Gewessler: "Menschen in Europa erwarten sich Lösungen"
"All diese
Dinge sind fertig und werden derzeit in Geiselhaft genommen von einer
fehlenden Einigung zum Marktkorrekturmechanismus," so Gewessler. Für
dieses Vorgehen fehle ihr das Verständnis. "Die Menschen in Europa
erwarten sich Lösungen von uns und das tue ich auch."
"Ich sehe
keinen Grund, warum wir uns heute nicht verständigen sollten", sagte
auch der tschechische Energieminister Jozef Sikela zum Auftakt des
Treffens mit seinen Amtskollegen in Brüssel. "Es wird nichts geben, was
uns daran hindern wird." Sikela verwies darauf, dass auch die Staats-
und Regierungschefs am Donnerstag eine Einigung verlangt hätten. Mit
Blick auf Deutschland machte er deutlich, dass notfalls auch Staaten
überstimmt werden könnten.
Deutschland sieht Gaspreisdeckel skeptisch
Deutschland steht dem Gaspreisdeckel
weiter skeptisch gegenüber: "Ich glaube, dass unsere Bedenken begründet
sind", sagte der deutsche Wirtschaftsminister Robert Habeck (Grüne) und
bremste. "Wir wissen aus bisherigen Markteingriffen, dass wir sehr
vorsichtig sein müssen, nicht das Gute zu wollen und das Schlechte
auszulösen."
Tschechien hatte zuvor einen neuen
Kompromissvorschlag vorgelegt: Demnach soll der Deckel greifen, wenn der
Gaspreis drei Tage über 188 Euro pro Megawattstunde und zudem 35 Euro
über dem Weltmarktpreis für Flüssiggas (LNG) liegt. Nachdem der
Mechanismus in Kraft gesetzt wurde, muss der Preis stets 35 Euro über
dem LNG-Weltmarktpreis liegen, darf aber nicht unter 188 Euro fallen.

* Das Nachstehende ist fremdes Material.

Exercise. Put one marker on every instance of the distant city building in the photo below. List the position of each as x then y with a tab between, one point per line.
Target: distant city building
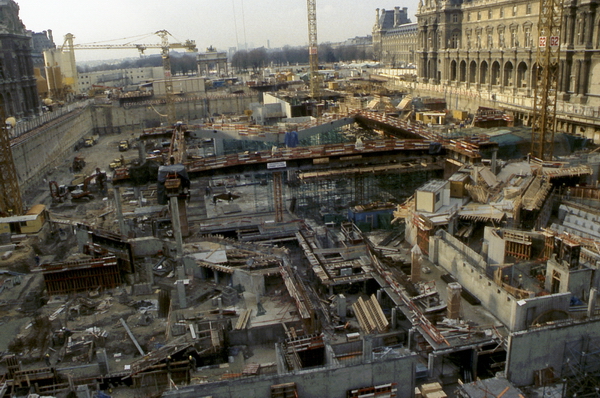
18	88
41	41
212	60
490	48
394	38
118	78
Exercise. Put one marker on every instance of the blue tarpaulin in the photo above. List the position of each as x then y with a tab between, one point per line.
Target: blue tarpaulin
291	139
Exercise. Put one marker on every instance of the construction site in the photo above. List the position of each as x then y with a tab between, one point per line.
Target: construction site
330	239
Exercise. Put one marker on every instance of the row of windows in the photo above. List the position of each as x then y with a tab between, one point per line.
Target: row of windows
490	13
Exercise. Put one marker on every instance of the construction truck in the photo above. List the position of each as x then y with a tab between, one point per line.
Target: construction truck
59	193
82	192
91	140
78	164
116	163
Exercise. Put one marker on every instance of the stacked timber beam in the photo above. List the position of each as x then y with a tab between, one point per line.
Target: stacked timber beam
370	315
82	275
518	245
242	321
297	291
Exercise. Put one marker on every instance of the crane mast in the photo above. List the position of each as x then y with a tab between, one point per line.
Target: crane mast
313	49
171	115
10	194
543	123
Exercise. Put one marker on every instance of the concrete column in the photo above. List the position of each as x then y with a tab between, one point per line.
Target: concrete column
149	274
176	226
117	194
430	364
142	152
494	165
484	250
415	264
411	336
181	294
219	150
592	302
474	362
341	307
367	348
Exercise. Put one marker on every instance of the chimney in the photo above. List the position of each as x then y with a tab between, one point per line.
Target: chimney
415	264
592	302
454	290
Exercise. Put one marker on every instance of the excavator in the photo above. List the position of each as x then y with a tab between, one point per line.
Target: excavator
81	192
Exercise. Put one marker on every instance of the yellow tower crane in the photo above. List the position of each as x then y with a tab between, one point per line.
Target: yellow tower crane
164	46
313	49
543	123
10	194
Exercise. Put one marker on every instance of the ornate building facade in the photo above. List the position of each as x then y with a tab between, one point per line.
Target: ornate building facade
394	38
18	90
488	49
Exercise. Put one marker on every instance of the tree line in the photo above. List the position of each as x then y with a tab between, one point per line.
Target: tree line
181	64
260	57
185	63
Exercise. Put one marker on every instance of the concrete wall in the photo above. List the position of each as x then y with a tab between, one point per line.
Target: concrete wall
525	312
425	201
146	246
271	99
469	268
496	246
251	282
112	118
268	334
548	346
181	85
315	383
39	151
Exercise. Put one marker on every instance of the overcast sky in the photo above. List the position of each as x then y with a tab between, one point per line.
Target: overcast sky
220	23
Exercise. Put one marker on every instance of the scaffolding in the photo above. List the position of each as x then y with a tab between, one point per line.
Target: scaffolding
581	367
322	198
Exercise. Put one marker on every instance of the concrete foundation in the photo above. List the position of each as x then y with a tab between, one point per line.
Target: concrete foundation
319	382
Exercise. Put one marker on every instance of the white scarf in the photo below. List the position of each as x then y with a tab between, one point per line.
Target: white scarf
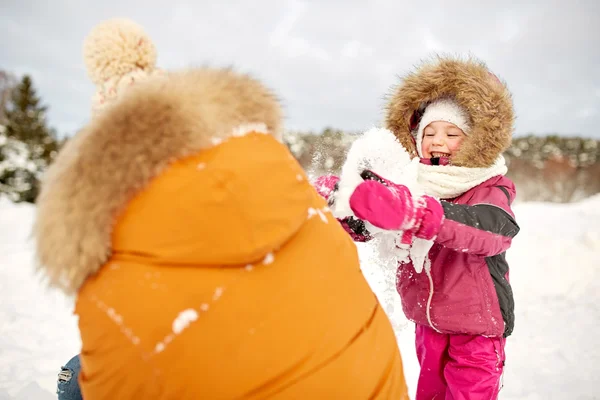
448	181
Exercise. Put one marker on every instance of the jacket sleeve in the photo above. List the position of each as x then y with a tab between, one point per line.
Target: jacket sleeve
486	227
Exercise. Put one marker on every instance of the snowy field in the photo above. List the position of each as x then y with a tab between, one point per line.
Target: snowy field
554	352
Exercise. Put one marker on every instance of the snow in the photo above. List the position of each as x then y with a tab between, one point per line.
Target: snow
552	354
377	150
184	319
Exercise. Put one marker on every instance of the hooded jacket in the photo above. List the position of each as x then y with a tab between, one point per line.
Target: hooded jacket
204	263
467	289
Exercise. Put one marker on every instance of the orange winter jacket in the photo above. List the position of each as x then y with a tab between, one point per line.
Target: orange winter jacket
231	280
205	264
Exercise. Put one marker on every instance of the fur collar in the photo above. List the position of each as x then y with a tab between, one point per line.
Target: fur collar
469	82
124	148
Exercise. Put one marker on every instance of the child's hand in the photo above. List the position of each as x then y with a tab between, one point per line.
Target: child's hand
389	206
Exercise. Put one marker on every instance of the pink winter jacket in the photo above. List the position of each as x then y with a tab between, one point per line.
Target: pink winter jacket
467	290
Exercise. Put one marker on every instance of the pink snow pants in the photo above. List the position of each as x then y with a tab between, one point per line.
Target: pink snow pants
458	367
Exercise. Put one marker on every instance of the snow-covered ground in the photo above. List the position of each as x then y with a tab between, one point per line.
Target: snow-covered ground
553	354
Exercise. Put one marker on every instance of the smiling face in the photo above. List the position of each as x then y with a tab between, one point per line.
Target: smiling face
441	139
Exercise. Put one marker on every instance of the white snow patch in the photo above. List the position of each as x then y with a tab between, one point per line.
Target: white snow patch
160	347
320	212
245	129
218	293
377	150
184	319
269	258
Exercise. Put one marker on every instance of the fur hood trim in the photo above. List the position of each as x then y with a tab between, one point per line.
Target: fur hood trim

Sollte es aber zu einem Gas-Mangel in der EU oder einem Mitgliedsstaat
kommen, wird der Deckel wieder aufgehoben, heißt es in dem Papier, das
die Nachrichtenagentur Reuters einsehen konnte.
Mangel an Flüssiggas würde zu Verteilungskämpfen führen
Deutschland, die
Niederlande und Österreich befürchten, dass bei einem Deckel Flüssiggas
nicht mehr nach Europa kommen könnte. Bei einem Mangel würden dann
Verteilungskämpfe unter den Staaten ausbrechen, die die EU vor eine
Zerreißprobe stellen würden. Österreichs Kanzler Karl Nehammer (ÖVP)
sagte etwa vor dem Gipfel vergangene Woche, es sei notwendig, "dass
ausreichend Gas verfügbar ist, das Angebot sich nicht verknappt, und die
andere Komponente ist, dass es leistbar bleibt". Der deutsche Kanzler
Olaf Scholz (SPD) hatte zudem einen Preisdeckel gefordert, der so hoch
ist, dass er nie greifen werde. Andere Staaten wollen hingegen einen
möglichst geringen Preis.
188 Euro wären deutlich weniger, als die
EU-Kommission in der Vergangenheit vorgeschlagen hatte und was
Deutschland abgelehnt hatte. Derzeit liegt der Gaspreis deutlich unter
188 Euro, der Deckel wäre aber im Sommer in Kraft getreten, als der
Marktpreis zeitweise auf 350 Euro gestiegen war. Experten halten es für
möglich, dass der Gaspreis nach einem harten Winter wieder auf über 200
Euro steigt, wenn die Staaten zum Frühjahr ihre Speicher füllen müssen.
Gaspreisdeckel: Beschluss mit qualifizierter Mehrheit möglich
Möglich
wäre heute ein Beschluss mit sogenannter qualifizierter Mehrheit. Dann
müssten 15 der 27 Staaten dafür stimmen, die mindestens 65 Prozent der
Bevölkerung repräsentieren. Aber auch wenn es heute zu einer Einigung
der Ministerinnen und Minister kommt, sind damit nicht alle Probleme
gelöst - auch weil unter anderem der Betreiber des betroffenen
Handelsplatzes TTF damit droht, den derzeit in den Niederlanden
angesiedelten Handelsplatz ins EU-Ausland zu verschieben. Sollte der
Mechanismus beschlossen werden, müsse man alle Optionen prüfen bis hin
zu der Frage, ob ein effektiver Markt in den Niederlanden noch
lebensfähig sei, teilte der Betreiber Intercontinental Exchange (ICE)
mit.
In Deutschland warnte der Verband kommunaler Unternehmen (VKU) vor zu harten Beschränkungen. "Eine niedrige Preisgrenze erschwert Gaseinkäufe und gefährdet die Versorgungssicherheit", sagte VKU-Hauptgeschäftsführer Ingbert Liebing der Deutschen Presse-Agentur.